The first major landslide likely occurred more than 30,000 years ago, triggered by intense erosion at the base of the slope as glaciers retreated. This erosion removed supporting material from the slope, causing large sections composed mainly of weak, carbonaceous Silurian shale and slate to collapse. This initial event was substantial, involving rotational and translational sliding, meaning that large blocks of earth not only rotated downward but also shifted horizontally. The resulting debris from this episode may have temporarily blocked the Valira d'Orient valley.

A second significant landslide event has been identified from sediment layers deposited after approximately 21,300 years ago. This landslide took place during a colder climatic period, potentially coinciding with renewed glacial advances in the valley. Deposits from this second event partly overlay the older landslide materials and likely also formed a natural dam across the valley, creating a temporary lake. Radiocarbon dating of buried sediments beneath these deposits provided key evidence to establish the timeline for this phase of instability.

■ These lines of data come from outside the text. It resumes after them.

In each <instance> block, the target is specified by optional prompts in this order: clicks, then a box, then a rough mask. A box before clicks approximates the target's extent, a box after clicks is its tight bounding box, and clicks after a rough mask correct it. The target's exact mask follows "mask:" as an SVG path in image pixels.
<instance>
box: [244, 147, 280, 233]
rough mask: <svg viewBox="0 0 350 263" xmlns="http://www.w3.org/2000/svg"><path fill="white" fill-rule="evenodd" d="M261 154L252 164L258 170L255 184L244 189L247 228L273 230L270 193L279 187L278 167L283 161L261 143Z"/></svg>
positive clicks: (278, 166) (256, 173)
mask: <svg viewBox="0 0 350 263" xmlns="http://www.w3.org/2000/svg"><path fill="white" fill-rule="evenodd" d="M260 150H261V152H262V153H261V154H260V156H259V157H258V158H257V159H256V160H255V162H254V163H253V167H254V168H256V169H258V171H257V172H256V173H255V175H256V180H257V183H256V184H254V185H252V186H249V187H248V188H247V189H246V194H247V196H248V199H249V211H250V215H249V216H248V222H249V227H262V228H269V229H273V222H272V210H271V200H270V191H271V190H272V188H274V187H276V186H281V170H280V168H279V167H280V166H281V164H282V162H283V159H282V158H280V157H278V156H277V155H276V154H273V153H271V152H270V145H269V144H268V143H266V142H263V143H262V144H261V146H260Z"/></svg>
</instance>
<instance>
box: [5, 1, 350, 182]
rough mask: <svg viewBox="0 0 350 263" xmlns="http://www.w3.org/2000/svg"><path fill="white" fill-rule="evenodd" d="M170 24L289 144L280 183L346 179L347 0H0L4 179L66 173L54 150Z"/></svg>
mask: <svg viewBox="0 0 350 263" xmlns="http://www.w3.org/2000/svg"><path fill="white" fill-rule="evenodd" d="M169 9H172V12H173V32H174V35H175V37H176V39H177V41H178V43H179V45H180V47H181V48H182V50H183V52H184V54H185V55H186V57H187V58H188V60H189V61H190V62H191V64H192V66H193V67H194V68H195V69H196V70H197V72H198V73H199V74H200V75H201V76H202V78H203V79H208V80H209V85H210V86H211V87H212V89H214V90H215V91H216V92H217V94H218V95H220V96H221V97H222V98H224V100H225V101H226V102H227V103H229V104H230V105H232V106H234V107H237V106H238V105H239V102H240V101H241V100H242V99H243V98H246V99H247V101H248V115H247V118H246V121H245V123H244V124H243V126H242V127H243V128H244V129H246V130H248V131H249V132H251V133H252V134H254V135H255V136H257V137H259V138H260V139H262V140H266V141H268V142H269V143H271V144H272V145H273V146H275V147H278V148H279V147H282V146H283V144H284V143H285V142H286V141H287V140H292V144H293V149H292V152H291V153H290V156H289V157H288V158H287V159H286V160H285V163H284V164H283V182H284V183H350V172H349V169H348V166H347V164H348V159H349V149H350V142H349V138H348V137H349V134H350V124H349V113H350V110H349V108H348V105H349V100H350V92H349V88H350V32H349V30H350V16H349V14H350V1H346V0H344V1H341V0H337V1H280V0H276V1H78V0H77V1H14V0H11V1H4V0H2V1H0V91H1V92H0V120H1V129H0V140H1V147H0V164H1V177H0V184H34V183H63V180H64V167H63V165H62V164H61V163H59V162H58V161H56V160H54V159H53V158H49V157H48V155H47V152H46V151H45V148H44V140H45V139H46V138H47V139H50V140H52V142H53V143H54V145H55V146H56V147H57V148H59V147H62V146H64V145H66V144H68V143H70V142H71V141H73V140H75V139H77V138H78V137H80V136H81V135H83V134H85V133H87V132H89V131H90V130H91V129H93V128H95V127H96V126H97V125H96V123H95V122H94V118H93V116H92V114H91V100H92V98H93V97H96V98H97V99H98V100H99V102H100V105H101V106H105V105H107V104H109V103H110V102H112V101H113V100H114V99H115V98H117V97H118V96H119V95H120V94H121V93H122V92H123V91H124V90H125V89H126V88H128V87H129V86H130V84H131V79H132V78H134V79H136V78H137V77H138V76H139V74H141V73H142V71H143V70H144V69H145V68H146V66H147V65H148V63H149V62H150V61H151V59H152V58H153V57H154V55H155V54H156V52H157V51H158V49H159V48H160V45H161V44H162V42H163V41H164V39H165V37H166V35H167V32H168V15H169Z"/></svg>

The third and more recent landslide is suggested to have occurred about 8,800 years ago, with debris originating from steep slopes near the cliffs known locally as Roca del Forn. This event, primarily rotational in character, reshaped the existing landslide deposits significantly. Geological investigations have mapped the resulting mass of displaced rock and soil, clearly delineating its extent. Ongoing geological monitoring since 2005 using instruments such as inclinometers, extensometers, and groundwater piezometers has demonstrated continuing minor movements, emphasising that the slope remains geologically active and potentially unstable.

Together, these findings have helped researchers understand the complex interplay between climatic fluctuations, glacial processes, and geological stability at El Forn, offering crucial insights for current and future landslide risk management efforts in the area.